I currently live in California. It is not considered a “key battleground state” for the presidential election. Both parties have essentially conceded the electoral votes to Kerry. As long as Californians as a whole vote the way everyone expects them to, Democrats in California can afford to ship some of those votes off to other precincts in the nation, where the election will be more competitive. The same reasoning would allow Republicans to move some votes from states like Texas to the battleground states.
I’ve started looking into where to move my vote. It looks like the Great Lakes states will be fiercely fought. So I’m currently investigating registering to vote absentee in Michigan, Ohio, or Pennsylvania.
A great source of data about all the states’ differing laws related to voter registration is Declare Yourself. From there I’ve so far found out that your first vote ever in Michigan must be in person, so that one is out. That leaves OH and PA.
For Ohio, residency is defined as “the place to which you intend to return when absent”. Also, if you’ve been absent from Ohio for 4 years, you cannot be a resident. So that’s going to be tricky to achieve.
For Pennsylvania, this page gives useful ideas. However, it is related to civil service, not voting. For my purposes, it has a nifty circular reference (being registered to vote is an indication of Pennsylvania residency). My best bet would seem to be to register a car there, though it’s unclear that would be enough for the registrar of voters.
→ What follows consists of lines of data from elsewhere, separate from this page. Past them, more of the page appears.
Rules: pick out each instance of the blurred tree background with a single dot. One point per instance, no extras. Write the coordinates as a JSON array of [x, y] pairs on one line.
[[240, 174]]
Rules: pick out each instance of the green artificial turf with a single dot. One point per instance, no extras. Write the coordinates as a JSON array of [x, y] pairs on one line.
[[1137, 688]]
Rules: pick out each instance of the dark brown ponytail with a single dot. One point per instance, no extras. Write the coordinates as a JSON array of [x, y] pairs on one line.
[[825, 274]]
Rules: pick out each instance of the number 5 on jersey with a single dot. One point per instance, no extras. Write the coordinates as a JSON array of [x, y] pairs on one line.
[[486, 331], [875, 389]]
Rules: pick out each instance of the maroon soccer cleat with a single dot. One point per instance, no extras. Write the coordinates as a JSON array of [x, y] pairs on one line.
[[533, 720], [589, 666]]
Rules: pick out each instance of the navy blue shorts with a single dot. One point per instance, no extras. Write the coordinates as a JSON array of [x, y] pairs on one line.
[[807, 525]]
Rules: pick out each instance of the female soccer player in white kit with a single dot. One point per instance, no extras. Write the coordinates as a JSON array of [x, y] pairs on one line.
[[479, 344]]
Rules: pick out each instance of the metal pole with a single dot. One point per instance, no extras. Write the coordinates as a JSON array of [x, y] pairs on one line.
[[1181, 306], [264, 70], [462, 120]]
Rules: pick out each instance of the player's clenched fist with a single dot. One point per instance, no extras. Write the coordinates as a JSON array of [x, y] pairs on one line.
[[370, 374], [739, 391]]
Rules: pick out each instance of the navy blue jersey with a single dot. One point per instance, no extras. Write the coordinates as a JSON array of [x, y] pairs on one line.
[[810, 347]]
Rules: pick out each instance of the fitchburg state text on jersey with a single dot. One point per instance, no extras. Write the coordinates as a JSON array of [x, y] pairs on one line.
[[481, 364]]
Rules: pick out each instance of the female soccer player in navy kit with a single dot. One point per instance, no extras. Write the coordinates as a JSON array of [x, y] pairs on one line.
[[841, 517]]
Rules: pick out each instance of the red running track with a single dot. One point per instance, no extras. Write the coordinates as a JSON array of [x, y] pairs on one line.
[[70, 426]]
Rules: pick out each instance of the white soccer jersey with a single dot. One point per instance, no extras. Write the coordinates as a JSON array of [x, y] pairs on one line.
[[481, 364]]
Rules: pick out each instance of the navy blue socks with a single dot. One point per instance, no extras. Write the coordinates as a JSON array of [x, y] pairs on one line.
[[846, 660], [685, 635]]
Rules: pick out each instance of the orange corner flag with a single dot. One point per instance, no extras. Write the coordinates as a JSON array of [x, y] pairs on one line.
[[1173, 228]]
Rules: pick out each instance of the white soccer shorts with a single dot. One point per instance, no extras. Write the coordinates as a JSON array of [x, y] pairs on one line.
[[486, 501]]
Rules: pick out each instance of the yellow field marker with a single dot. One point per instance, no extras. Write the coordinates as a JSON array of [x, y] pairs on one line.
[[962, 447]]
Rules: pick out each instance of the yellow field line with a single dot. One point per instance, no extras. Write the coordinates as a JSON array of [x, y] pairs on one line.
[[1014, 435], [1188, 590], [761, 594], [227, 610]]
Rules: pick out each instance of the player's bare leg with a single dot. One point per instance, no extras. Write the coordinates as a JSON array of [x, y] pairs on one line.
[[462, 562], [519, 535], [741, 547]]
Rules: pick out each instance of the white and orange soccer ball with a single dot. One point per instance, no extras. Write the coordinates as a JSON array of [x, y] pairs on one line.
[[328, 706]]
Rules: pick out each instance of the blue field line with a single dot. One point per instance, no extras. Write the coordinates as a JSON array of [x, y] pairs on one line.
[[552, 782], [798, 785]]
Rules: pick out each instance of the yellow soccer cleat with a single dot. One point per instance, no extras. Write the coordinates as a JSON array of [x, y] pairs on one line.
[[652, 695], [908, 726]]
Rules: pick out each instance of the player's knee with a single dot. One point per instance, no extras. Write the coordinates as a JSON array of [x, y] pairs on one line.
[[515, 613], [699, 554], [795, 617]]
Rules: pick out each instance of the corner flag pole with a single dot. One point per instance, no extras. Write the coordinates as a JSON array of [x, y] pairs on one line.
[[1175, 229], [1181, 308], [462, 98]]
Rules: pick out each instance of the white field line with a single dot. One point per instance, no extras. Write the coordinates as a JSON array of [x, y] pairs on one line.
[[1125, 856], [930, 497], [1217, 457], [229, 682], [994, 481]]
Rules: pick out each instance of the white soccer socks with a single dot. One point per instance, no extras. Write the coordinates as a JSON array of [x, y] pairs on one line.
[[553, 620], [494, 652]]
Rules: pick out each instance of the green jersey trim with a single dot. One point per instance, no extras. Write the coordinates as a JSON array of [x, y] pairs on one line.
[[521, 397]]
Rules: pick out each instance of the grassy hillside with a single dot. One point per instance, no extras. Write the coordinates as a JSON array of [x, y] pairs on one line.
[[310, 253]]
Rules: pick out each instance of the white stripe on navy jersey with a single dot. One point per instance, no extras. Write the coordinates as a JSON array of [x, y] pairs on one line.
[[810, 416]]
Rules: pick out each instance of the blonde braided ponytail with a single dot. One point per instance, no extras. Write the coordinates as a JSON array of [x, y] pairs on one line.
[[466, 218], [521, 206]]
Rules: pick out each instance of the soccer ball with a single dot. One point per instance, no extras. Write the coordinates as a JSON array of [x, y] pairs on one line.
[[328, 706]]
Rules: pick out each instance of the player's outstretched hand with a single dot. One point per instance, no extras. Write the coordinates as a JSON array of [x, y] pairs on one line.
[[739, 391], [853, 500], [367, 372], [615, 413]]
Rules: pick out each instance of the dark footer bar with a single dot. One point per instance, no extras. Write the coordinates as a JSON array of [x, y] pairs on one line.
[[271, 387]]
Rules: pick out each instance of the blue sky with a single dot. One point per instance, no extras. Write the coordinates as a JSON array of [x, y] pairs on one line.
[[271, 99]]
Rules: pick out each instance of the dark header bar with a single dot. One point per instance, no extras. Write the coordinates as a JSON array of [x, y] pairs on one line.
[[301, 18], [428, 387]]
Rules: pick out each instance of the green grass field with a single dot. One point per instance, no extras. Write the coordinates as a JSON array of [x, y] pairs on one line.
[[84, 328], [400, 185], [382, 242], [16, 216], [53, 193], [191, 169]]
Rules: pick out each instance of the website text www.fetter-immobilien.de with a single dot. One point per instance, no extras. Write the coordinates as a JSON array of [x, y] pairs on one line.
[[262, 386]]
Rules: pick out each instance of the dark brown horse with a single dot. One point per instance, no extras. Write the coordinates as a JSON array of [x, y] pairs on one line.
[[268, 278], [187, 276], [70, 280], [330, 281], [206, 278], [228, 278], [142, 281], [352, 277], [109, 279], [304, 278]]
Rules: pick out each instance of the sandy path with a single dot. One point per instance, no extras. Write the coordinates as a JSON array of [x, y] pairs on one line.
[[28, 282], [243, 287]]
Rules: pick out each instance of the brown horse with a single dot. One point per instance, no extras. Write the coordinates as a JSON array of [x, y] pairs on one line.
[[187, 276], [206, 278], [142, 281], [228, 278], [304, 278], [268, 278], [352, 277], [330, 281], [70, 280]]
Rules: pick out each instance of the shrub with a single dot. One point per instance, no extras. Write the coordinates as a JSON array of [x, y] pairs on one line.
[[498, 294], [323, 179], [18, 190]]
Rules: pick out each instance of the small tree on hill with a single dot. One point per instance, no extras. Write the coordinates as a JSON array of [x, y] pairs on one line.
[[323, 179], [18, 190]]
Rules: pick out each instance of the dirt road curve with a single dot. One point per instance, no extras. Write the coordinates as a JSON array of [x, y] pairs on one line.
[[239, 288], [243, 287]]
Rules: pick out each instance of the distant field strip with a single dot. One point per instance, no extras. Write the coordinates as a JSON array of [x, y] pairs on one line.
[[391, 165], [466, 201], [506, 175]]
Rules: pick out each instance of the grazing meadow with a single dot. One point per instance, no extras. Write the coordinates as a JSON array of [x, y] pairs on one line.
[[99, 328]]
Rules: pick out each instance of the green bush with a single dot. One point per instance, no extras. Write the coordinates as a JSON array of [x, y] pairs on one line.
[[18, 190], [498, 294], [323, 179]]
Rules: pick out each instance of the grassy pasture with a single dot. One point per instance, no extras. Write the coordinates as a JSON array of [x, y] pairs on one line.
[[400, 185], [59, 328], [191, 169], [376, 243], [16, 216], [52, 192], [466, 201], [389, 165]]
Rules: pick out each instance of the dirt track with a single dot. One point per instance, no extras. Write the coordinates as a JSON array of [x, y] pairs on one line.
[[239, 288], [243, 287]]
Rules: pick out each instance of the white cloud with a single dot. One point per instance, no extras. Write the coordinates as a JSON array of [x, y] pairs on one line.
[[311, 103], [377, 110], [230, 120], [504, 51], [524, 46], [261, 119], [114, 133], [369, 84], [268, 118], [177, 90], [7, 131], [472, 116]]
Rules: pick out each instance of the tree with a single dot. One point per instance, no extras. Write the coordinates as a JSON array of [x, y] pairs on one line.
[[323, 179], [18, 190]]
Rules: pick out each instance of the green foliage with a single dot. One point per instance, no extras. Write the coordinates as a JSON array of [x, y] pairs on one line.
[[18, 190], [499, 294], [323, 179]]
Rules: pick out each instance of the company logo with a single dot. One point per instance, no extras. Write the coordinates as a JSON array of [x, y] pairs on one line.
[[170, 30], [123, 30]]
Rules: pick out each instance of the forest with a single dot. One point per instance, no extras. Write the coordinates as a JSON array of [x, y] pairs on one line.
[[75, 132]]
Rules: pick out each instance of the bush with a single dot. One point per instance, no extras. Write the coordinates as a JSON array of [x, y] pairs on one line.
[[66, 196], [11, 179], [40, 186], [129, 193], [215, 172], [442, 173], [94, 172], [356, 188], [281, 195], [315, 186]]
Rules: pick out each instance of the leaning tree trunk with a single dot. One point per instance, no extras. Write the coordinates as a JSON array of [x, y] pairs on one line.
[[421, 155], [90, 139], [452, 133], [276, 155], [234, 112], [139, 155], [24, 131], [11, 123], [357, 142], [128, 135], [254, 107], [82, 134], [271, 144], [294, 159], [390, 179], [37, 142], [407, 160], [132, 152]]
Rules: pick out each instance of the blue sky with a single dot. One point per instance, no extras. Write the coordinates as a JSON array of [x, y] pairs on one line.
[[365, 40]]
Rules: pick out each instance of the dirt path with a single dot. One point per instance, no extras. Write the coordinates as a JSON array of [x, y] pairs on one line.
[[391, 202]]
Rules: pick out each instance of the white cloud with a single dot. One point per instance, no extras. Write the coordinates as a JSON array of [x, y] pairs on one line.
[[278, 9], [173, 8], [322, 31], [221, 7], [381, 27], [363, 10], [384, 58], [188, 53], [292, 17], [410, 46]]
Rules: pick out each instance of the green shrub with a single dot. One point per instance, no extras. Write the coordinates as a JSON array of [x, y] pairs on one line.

I also need to gather more information about how Electoral Votes are awarded. If it is county-by-county, I need to find a county which is hotly contested in a state which is itself hotly contested. If, on the other hand, electoral votes are awarded an entire state at a time, then I can register in any county. I’ve learned in the past that the rules related to electors and how they cast their votes differ on a state-by-state basis, so I’ve got yet more homework to do.